Muscle is more active metabolically than fat, so by including strength training to your routine 3 times a week, you can slowly enhance your lean tissue mass and speed up your metabolic rate.

For maximum results, aim to include free weights, resistance bands and exercise machines.

6. Modify your pace

As with many things in life, it is simple to get stuck in a rut with your workout routine. Try pushing yourself further by adding quick bouts of fast-paced training such as cycling. Aim to pedal as fast as you can for 90 seconds (every 3-5 minutes) or adding hills to your treadmill regime.

7. Stay focused

It is easy to get depressed by the numbers on your scales, especially if your every day regime is the same. Instead try mixing up your exercise plan by getting involved a new activity, listening to fast-paced music and most importantly making sure you focus on feeling positive and well.

8. Get plenty of shut-eye

Sleep is essential. Sleep for only a short amount of time and this can cause you to start putting on fat. Similarly, being exhausted all day can prompt you to ingest more as a technique for dealin, contributing to excess weight gain. To beat this, aim to sleep for roughly 6-8 hours every day.

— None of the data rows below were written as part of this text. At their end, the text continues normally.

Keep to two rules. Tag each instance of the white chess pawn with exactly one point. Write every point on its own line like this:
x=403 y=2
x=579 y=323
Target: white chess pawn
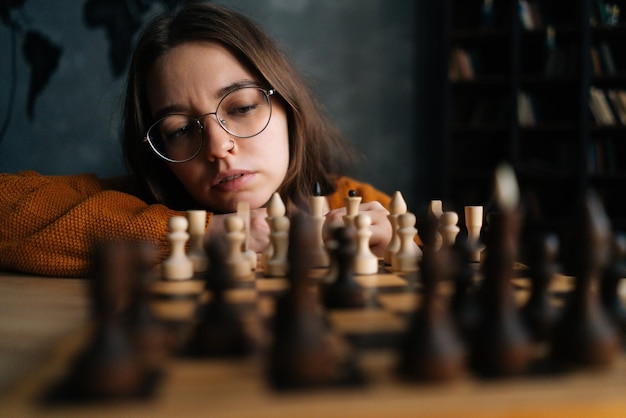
x=275 y=209
x=319 y=254
x=365 y=262
x=237 y=264
x=243 y=210
x=177 y=266
x=278 y=265
x=352 y=208
x=397 y=206
x=449 y=228
x=473 y=223
x=407 y=258
x=435 y=210
x=197 y=253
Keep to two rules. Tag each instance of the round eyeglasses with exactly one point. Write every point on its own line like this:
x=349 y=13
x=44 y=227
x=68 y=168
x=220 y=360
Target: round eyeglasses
x=243 y=113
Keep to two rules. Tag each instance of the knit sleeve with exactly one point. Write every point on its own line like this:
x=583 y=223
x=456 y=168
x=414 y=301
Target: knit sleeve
x=367 y=192
x=49 y=224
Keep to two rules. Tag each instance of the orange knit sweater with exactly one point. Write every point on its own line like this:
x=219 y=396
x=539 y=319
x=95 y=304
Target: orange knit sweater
x=49 y=224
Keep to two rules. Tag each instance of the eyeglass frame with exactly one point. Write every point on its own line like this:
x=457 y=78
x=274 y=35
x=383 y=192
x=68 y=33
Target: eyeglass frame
x=268 y=93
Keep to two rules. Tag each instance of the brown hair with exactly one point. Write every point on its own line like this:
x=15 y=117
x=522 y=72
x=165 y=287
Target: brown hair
x=318 y=153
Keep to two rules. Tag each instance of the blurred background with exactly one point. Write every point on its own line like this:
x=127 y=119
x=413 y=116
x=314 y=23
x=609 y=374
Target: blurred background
x=63 y=66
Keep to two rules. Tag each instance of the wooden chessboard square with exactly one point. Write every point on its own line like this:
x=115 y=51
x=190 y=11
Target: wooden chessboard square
x=382 y=281
x=177 y=288
x=401 y=303
x=175 y=310
x=363 y=321
x=271 y=284
x=241 y=296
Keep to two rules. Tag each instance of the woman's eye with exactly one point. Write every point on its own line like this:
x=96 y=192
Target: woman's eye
x=242 y=110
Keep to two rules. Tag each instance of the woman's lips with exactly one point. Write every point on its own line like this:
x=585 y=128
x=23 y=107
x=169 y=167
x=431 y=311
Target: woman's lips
x=228 y=182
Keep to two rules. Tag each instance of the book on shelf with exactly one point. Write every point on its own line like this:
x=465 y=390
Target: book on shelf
x=526 y=114
x=606 y=58
x=600 y=108
x=461 y=65
x=617 y=103
x=596 y=63
x=605 y=13
x=530 y=14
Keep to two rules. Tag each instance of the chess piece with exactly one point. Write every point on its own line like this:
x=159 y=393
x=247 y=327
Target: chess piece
x=108 y=367
x=316 y=204
x=219 y=330
x=539 y=313
x=463 y=303
x=278 y=265
x=435 y=211
x=408 y=255
x=177 y=266
x=243 y=210
x=352 y=208
x=304 y=353
x=432 y=350
x=343 y=291
x=196 y=253
x=275 y=209
x=584 y=336
x=609 y=287
x=150 y=339
x=365 y=262
x=501 y=345
x=238 y=265
x=448 y=229
x=397 y=206
x=474 y=223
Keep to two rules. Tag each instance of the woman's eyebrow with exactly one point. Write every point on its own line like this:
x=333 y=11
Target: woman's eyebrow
x=218 y=95
x=234 y=86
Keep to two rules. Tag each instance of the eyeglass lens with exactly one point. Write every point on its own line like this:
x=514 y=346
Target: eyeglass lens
x=242 y=113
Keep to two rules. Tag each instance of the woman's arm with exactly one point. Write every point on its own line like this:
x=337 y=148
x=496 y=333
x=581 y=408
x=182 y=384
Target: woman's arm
x=50 y=224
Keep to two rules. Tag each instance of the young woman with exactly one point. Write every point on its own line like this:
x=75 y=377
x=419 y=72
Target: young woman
x=214 y=115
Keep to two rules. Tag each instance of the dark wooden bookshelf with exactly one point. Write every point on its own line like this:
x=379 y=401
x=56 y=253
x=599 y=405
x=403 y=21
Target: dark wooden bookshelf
x=527 y=100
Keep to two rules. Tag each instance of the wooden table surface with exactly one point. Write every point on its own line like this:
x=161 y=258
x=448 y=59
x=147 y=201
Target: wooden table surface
x=40 y=319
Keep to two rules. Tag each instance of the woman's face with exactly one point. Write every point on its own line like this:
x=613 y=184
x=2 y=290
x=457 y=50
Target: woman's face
x=191 y=79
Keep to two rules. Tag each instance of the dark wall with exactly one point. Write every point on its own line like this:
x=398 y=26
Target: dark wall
x=61 y=113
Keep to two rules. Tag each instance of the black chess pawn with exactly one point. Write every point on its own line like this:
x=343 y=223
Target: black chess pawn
x=609 y=287
x=584 y=336
x=219 y=330
x=500 y=344
x=431 y=349
x=463 y=305
x=304 y=353
x=539 y=313
x=108 y=367
x=149 y=336
x=343 y=291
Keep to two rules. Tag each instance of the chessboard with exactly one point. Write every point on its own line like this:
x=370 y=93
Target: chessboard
x=240 y=383
x=474 y=327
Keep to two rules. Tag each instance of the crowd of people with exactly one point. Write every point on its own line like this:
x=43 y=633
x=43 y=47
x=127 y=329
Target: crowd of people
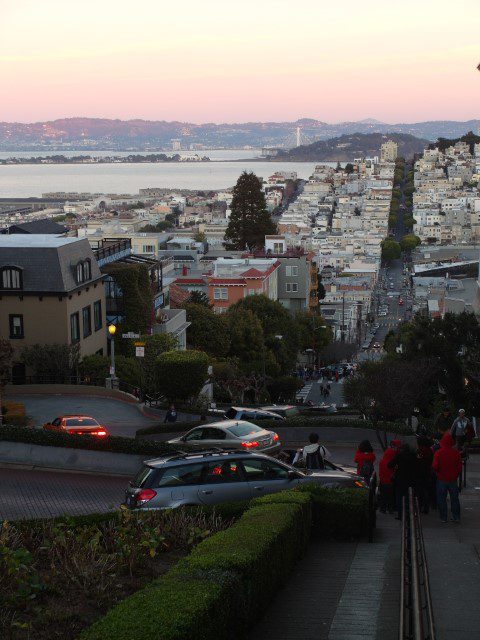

For long term satisfying weight loss, it is important that you find an equilibrium between your nutritional consumption and work out routine. However, to help give your diet a kick start, the support of a credible weight loss tablet can help.

Scientificially tested through 6 clinical assessments, Proactol has been revealed to eliminate up to 28% of your dietary fat content, curb your hunger, lower your blood cholesterol levels and boost your energy; the perfect combo for helping your fat loss to head in the correct direction.